Green fields highlighted by sunrays through heavy clouds from Curbar Edge

New National Park pay and display locations to go live

This is an archived press release

Thursday 26 October 2023

The Peak District National Park Authority has confirmed that pay and display charges will soon apply at an additional 13 of its car park locations, with payment machines going live from the first week of November (2023).

The introduction of fees at the locations follows an earlier consultation on car parking charging undertaken in 2022, with officers stating they have deliberately chosen to avoid installing new systems until after regional recent half-term breaks.

Fees at the new sites will remain at 2023 rates already in place at other Authority car parks.

Regular visitors can also apply for a £40 annual permit making a weekly day visit less than 80p per stay across a year.

The addition of new locations means that 31 of the Authority’s 44 sites will now require a payment, with 13 still remaining free of charge. The Authority manages some 1,800 designated parking spaces across its portfolio in the Peak District, with almost all in rural areas.

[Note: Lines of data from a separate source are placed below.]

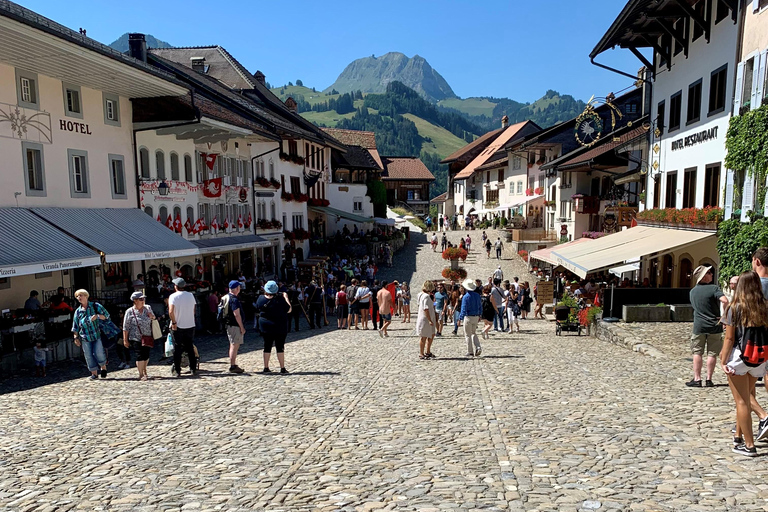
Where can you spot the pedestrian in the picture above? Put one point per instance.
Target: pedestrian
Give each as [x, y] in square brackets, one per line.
[181, 310]
[384, 298]
[233, 318]
[471, 310]
[489, 311]
[425, 320]
[743, 357]
[137, 331]
[342, 308]
[706, 298]
[499, 247]
[273, 308]
[363, 296]
[85, 326]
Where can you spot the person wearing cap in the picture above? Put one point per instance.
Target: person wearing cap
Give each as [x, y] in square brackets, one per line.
[273, 308]
[233, 317]
[707, 333]
[137, 323]
[471, 309]
[181, 310]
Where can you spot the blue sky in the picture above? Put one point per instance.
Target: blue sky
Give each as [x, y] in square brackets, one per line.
[515, 48]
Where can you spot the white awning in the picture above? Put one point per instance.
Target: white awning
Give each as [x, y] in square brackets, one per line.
[613, 250]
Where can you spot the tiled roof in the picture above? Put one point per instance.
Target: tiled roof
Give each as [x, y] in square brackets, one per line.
[360, 138]
[405, 168]
[478, 143]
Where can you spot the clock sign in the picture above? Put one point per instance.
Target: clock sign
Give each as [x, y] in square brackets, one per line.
[589, 128]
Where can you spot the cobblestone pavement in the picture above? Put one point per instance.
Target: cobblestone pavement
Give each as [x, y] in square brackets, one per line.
[538, 423]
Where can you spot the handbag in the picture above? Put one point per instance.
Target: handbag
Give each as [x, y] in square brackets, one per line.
[146, 341]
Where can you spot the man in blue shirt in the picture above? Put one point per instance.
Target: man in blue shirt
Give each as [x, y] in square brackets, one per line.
[471, 308]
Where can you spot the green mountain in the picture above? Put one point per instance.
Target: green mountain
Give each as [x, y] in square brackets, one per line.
[373, 74]
[121, 44]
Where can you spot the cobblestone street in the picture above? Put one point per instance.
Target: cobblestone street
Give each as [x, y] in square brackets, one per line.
[538, 423]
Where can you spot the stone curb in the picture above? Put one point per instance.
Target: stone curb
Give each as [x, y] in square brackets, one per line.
[613, 334]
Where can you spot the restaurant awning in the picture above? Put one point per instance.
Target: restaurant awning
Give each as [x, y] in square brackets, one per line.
[613, 250]
[31, 246]
[122, 234]
[230, 243]
[545, 255]
[327, 210]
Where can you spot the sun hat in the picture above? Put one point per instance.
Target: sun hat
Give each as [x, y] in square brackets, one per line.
[700, 272]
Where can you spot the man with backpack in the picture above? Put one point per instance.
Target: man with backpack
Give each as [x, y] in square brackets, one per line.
[231, 314]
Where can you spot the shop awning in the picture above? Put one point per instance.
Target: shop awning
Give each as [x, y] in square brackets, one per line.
[327, 210]
[122, 234]
[545, 255]
[613, 250]
[31, 246]
[230, 243]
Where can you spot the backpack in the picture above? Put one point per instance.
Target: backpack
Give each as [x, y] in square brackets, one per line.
[754, 346]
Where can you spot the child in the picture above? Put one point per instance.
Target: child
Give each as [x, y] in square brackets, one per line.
[40, 359]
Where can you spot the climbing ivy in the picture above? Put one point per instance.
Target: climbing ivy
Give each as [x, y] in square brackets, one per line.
[747, 145]
[737, 242]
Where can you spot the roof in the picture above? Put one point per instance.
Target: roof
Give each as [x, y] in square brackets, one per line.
[608, 142]
[509, 133]
[360, 138]
[405, 168]
[478, 143]
[122, 234]
[31, 245]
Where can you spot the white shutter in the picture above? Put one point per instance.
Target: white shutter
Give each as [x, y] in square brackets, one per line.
[728, 194]
[760, 79]
[739, 89]
[748, 201]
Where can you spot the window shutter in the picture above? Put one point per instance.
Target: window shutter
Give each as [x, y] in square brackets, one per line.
[739, 88]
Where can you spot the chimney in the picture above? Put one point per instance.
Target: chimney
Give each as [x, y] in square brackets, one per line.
[198, 64]
[137, 47]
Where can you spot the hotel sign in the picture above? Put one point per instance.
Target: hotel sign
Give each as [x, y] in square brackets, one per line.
[696, 138]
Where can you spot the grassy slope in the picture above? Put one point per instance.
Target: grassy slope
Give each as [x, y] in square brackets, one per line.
[443, 142]
[470, 106]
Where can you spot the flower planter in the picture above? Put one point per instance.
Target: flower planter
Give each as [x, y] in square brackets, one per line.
[645, 313]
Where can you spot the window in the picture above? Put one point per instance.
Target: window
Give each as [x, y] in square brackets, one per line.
[694, 102]
[174, 167]
[160, 164]
[26, 89]
[79, 185]
[675, 110]
[298, 221]
[34, 173]
[188, 168]
[660, 113]
[117, 176]
[717, 87]
[670, 201]
[111, 109]
[72, 105]
[712, 185]
[144, 163]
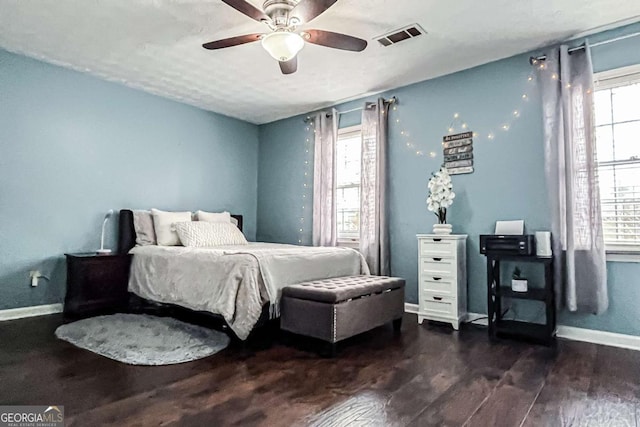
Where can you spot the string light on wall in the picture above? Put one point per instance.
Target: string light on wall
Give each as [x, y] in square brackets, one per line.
[306, 181]
[405, 136]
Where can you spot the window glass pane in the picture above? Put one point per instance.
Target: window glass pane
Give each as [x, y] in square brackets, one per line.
[626, 103]
[626, 140]
[618, 145]
[604, 143]
[348, 160]
[602, 101]
[348, 155]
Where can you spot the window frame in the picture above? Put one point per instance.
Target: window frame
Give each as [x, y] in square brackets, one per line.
[612, 79]
[349, 242]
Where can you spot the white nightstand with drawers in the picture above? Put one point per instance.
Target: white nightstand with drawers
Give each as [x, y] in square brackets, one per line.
[442, 278]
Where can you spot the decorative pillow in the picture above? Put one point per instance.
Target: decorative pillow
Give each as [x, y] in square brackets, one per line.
[200, 234]
[213, 216]
[163, 225]
[143, 225]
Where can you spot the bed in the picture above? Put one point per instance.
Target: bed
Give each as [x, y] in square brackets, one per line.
[235, 282]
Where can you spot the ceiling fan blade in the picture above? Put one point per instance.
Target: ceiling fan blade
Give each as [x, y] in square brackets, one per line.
[290, 66]
[335, 40]
[307, 10]
[248, 9]
[232, 41]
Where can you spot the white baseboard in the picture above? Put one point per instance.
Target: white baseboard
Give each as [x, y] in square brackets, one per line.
[572, 333]
[36, 310]
[477, 319]
[410, 308]
[611, 339]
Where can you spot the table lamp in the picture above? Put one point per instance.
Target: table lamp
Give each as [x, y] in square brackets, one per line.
[102, 250]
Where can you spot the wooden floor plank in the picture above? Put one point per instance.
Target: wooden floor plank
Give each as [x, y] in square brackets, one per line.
[515, 393]
[563, 398]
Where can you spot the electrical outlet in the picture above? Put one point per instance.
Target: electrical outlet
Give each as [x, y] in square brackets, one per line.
[34, 274]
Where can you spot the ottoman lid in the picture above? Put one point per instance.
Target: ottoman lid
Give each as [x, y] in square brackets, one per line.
[342, 288]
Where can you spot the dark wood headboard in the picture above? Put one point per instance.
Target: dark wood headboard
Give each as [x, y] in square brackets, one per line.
[127, 233]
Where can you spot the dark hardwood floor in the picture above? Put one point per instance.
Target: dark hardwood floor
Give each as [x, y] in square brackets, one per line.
[428, 375]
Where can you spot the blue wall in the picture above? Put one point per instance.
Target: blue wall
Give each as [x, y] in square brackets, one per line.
[73, 146]
[508, 182]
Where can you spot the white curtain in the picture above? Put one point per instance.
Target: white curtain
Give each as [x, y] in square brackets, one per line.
[324, 179]
[374, 227]
[572, 180]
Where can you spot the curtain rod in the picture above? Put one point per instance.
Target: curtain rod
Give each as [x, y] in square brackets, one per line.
[534, 59]
[391, 100]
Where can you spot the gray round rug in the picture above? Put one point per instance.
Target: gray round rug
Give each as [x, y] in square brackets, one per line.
[140, 339]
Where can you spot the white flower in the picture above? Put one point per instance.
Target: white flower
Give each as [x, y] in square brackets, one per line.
[441, 193]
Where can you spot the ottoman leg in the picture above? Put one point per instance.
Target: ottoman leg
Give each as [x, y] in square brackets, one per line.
[332, 350]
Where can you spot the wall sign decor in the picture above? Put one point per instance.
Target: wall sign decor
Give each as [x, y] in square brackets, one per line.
[458, 153]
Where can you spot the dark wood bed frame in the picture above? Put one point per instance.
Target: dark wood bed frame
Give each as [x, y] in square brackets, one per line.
[127, 240]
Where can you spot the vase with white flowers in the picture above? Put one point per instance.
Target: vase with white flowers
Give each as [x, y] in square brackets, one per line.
[441, 196]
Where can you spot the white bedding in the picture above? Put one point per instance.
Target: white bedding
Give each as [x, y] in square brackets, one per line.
[234, 281]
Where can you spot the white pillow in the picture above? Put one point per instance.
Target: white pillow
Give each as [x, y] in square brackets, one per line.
[143, 226]
[213, 216]
[200, 234]
[216, 217]
[163, 225]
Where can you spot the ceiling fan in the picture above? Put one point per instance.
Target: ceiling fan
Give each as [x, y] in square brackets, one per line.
[284, 42]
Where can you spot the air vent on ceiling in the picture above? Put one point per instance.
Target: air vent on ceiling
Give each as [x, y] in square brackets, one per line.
[396, 36]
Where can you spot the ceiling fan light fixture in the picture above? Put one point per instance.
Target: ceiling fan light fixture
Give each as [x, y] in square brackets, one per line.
[283, 45]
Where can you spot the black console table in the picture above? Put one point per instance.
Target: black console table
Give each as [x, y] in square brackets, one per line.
[501, 328]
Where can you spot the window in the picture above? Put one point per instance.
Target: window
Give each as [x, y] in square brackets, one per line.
[617, 114]
[348, 154]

Blue badge holders may continue to park in all locations with designated bays for free.

Those using the new pay and display sites will be able to pay via card or cash depending on the technical limitations at the location. A full list will be available on the National Park Authority’s website.

In a consultation held during 2022, the Authority highlighted that their pay and display sites and fees remain in line with, or lower than other providers in the National Park. Annual permits for regular users also represent a substantial saving and are among some of the most competitively priced across national parks throughout the UK.

A spokesperson for the Peak District National Park Authority said: “We recognise everyone is still facing an ongoing cost of living challenge and every pound and penny in the pocket is valuable to those visiting the Peak District.

“Unfortunately, our own costs for maintaining car parks and providing free facilities at many of these locations such as public toilets and 35 miles of our all-user accessible trails are also bearing significant cost increases.

“This should also be seen in the context of a ‘real terms’ cut to our overall Authority budget of some 40% over the last decade, meaning we have much less resource to manage the same level of operations.

“Following the earlier consultation process, we’re pleased to continue to offer extremely affordable annual permits for those who visit the Peak District frequently, and our day fees remain competitive with other parking offerings in the region.”

The National Park Authority is one of a number of organisations who operate parking provision in the national park including county and district councils, charities and private landowners.

The Authority car park locations affected by the changes include: Minninglow, Thorpe Station, Narlows Lane, Hooks Carr, Upper Burbage, Dennis Knoll, Alstonefield, Blore Pastures, Milldale, Friden and Derwent Outlook.